Bug 1365

Summary:	Test LB in presence of crashed/re-started members.
Product:	TAO	Reporter:	Ossama Othman <ossama.othman>
Component:	Load Balancer	Assignee:	DOC Center Support List (internal) <tao-support>
Status:	NEW ---
Severity:	normal
Priority:	P1
Version:	1.2.5
Hardware:	All
OS:	All
Bug Depends on:
Bug Blocks:	1277

Description Ossama Othman 2002-11-17 18:31:08 CST

The new LB ("Cygnus") must be tested in the presence of crashed/re-started 
object group members.  It must react to exceptional situations and misbehaved 
object group members in a predictable and reasonable manner.

Comment 1 Ossama Othman 2002-11-17 18:31:46 CST

Must be done for the TAO 1.3 release.

Comment 2 Ossama Othman 2005-04-23 13:11:37 CDT

Additional discussions on this issue ...

On Mon, 2005-04-11 at 22:12 +0200, Jesper Söderlund wrote:
> The load balancing algorithm implemented by TAO, how does it cope with
> the disapearance of a replica?

It currently does not.  The LoadManager currently assumes that all group
members are reachable.  However, it should be relatively straightforward
to implement a simple heartbeat/ping mechanism that is configurable at
run-time through the PortableGroup PropertyManager interface.

> Would it not, until it itself found out that the replica was gone,
> redirect clients to a "dead" node?
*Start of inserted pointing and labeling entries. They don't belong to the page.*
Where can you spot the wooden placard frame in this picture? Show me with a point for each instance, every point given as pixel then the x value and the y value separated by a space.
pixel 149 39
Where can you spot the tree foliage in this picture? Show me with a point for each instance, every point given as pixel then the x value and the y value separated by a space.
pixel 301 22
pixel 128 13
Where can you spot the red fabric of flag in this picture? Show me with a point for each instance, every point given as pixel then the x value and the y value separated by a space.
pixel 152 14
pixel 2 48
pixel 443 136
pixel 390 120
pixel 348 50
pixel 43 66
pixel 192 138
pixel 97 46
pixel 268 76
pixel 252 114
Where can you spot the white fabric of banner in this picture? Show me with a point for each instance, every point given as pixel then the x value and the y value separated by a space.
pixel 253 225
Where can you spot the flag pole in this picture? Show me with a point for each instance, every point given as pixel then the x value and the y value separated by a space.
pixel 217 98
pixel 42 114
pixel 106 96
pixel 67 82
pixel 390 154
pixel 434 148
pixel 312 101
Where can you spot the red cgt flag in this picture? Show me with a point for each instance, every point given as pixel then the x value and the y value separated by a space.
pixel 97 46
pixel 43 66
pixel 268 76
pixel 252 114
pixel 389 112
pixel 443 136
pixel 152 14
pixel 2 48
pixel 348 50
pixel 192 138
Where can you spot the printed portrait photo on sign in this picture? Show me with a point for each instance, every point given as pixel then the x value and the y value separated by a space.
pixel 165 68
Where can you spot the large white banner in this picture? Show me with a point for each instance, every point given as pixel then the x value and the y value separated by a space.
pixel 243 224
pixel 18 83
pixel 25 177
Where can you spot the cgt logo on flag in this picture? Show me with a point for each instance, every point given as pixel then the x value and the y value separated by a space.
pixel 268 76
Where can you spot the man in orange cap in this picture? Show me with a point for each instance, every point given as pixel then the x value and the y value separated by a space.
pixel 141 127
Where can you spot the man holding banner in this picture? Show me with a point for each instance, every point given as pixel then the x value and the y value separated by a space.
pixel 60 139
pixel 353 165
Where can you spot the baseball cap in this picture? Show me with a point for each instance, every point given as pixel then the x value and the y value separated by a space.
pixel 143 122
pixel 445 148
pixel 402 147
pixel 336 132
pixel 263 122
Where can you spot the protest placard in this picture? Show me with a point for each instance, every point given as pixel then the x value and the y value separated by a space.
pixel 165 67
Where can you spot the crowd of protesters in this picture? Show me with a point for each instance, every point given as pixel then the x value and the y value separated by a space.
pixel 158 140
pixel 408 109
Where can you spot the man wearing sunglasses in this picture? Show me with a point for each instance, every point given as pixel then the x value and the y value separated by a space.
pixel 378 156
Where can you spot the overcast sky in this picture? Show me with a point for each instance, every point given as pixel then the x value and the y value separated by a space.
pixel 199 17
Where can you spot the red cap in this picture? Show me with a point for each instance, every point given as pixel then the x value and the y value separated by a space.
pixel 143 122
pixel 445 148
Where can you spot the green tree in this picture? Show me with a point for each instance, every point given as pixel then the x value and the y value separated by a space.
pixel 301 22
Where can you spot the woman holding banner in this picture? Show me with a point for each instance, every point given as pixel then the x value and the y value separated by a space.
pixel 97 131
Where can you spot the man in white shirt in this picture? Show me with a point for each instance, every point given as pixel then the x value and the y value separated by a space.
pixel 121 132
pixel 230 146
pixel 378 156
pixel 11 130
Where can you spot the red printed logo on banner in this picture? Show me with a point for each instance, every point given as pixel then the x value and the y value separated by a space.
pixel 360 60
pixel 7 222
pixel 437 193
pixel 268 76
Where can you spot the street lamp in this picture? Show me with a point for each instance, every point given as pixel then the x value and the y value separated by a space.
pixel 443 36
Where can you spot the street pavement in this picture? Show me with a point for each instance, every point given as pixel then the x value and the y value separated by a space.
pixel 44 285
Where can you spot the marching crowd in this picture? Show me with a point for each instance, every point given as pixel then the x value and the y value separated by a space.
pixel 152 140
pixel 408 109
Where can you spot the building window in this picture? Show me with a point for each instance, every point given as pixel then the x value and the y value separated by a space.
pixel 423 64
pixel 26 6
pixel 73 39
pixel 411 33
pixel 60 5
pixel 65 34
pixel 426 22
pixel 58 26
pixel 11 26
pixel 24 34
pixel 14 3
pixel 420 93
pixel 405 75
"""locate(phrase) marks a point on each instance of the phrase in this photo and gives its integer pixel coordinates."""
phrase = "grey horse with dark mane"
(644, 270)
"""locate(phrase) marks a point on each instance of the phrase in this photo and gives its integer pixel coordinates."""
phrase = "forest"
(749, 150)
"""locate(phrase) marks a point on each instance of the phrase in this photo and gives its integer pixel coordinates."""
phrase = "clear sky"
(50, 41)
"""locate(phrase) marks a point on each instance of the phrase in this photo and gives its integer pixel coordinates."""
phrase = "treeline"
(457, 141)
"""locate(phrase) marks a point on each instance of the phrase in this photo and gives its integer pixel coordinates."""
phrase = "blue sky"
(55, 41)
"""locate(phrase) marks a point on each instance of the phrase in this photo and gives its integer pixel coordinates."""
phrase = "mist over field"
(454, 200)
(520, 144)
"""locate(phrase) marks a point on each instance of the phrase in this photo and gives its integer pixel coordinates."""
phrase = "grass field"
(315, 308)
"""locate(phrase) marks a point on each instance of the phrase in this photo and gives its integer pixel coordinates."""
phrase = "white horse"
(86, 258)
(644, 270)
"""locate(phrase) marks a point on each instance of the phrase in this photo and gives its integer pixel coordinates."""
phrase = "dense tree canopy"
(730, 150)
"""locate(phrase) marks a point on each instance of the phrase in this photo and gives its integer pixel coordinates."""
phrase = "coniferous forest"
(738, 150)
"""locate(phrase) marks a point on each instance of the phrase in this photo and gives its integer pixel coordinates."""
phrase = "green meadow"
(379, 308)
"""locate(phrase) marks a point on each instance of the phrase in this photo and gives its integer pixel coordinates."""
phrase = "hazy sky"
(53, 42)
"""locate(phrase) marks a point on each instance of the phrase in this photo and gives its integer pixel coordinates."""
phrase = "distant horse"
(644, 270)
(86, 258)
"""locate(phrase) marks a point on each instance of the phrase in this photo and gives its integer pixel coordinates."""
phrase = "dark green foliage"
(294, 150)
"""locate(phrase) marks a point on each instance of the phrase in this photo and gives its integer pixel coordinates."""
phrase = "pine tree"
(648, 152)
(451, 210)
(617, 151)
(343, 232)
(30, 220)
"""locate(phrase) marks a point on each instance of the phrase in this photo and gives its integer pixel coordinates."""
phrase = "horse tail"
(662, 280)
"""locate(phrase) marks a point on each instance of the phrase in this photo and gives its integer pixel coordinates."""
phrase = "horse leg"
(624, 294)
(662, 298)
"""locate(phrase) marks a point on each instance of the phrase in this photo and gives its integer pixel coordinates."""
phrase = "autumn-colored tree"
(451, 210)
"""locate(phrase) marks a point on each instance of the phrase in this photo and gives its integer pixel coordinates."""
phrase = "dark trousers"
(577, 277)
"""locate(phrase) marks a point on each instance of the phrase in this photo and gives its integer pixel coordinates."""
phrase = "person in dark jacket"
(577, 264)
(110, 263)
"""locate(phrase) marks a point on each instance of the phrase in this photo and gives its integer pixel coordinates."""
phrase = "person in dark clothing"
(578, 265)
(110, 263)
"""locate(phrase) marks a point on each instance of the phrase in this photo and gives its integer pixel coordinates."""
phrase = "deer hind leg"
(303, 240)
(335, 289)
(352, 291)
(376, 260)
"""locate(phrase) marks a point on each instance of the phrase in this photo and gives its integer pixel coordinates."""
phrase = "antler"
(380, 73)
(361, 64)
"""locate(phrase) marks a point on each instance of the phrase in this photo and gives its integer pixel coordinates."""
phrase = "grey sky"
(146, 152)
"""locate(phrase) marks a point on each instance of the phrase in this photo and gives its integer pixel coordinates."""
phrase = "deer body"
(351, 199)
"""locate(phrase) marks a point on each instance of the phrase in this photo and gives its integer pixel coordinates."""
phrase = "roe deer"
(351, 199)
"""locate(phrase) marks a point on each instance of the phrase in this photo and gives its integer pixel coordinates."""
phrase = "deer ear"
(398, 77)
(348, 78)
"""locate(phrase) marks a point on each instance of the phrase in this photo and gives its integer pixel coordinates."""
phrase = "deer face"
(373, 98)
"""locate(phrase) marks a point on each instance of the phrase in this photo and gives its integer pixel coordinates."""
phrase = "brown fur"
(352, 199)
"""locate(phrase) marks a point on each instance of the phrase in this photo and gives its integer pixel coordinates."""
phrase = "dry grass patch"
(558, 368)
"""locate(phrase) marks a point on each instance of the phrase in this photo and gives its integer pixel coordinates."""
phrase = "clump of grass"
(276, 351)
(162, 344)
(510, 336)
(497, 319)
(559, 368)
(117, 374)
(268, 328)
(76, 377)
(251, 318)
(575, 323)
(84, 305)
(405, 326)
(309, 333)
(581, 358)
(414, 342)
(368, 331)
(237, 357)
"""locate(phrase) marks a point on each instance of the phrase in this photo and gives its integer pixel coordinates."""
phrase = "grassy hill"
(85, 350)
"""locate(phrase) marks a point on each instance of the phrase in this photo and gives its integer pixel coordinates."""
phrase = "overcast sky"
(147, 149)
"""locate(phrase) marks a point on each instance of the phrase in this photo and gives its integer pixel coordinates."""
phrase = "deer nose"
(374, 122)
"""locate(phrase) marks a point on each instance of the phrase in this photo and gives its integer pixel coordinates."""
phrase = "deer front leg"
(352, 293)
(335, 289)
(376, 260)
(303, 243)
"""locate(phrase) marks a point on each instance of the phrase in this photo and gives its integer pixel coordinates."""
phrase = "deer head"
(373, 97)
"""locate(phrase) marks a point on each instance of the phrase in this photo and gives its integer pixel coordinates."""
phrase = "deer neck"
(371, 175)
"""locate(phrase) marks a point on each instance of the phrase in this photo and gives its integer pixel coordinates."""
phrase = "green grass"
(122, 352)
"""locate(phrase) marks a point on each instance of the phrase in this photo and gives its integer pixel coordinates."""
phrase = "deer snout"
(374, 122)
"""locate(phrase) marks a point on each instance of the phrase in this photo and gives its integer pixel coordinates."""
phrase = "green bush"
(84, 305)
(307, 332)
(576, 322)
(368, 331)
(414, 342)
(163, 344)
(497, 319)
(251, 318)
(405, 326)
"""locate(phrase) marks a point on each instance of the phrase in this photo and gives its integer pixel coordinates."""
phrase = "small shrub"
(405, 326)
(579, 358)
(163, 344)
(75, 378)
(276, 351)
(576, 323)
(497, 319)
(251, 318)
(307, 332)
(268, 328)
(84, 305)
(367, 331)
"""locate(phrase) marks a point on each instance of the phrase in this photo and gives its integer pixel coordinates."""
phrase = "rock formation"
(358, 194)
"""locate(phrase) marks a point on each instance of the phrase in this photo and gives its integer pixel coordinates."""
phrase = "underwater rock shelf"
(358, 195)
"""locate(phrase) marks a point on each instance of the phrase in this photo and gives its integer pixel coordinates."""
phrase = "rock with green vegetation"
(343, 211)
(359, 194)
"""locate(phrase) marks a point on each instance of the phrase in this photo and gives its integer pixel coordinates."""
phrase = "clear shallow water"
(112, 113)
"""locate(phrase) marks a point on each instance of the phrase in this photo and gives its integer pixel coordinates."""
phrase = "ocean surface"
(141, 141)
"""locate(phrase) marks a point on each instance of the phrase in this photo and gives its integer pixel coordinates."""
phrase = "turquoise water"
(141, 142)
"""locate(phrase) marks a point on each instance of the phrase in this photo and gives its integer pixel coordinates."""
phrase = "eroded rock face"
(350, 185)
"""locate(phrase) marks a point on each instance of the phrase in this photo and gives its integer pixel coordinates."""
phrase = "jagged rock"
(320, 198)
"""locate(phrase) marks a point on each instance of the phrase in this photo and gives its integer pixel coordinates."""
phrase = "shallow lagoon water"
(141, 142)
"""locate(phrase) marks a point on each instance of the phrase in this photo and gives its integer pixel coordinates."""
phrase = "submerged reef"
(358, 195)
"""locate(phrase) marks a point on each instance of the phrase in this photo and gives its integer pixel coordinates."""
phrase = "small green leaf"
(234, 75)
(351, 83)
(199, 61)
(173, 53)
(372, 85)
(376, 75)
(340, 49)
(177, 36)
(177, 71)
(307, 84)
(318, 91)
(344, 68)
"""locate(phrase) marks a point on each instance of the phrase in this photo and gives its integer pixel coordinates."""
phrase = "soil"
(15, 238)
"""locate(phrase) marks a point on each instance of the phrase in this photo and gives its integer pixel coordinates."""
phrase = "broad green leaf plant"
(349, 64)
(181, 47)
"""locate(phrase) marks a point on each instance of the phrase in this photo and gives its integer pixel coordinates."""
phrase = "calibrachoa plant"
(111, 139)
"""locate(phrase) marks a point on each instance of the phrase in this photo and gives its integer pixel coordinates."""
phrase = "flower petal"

How can the clients cope with this
> gracefully?

Currently, the LoadManager could potentially redirect the client to a
dead node.  If the client cannot connect to the group member (e.g. a
CORBA::TRANSIENT condition), I believe that the client side ORB should
redirect the request back to the previous location, which in this case
is the LoadManager.  Once redirected back to the LoadManager, the
LoadManager will reassign the client request to another group member.
The same goes for other non-fatal exceptions, such as CORBA::OBJ_ADAPTER
and CORBA::NO_RESPONSE.

Fatal exceptions must be handled by the client as they normally would
without load balancing.  Fatal exception handling related to dead nodes
will be mitigated once the dead node detection support is added to the
LoadManager.  However, the client should still be able to handle fatal
exceptions with or without load balancing.

We'll try to add support for dead member detection ASAP since the client
could potentially be bounced back and forth from and to the LoadManager,
respectively, indefinitely if there is only one member in the load
balanced object group, and that member is dead.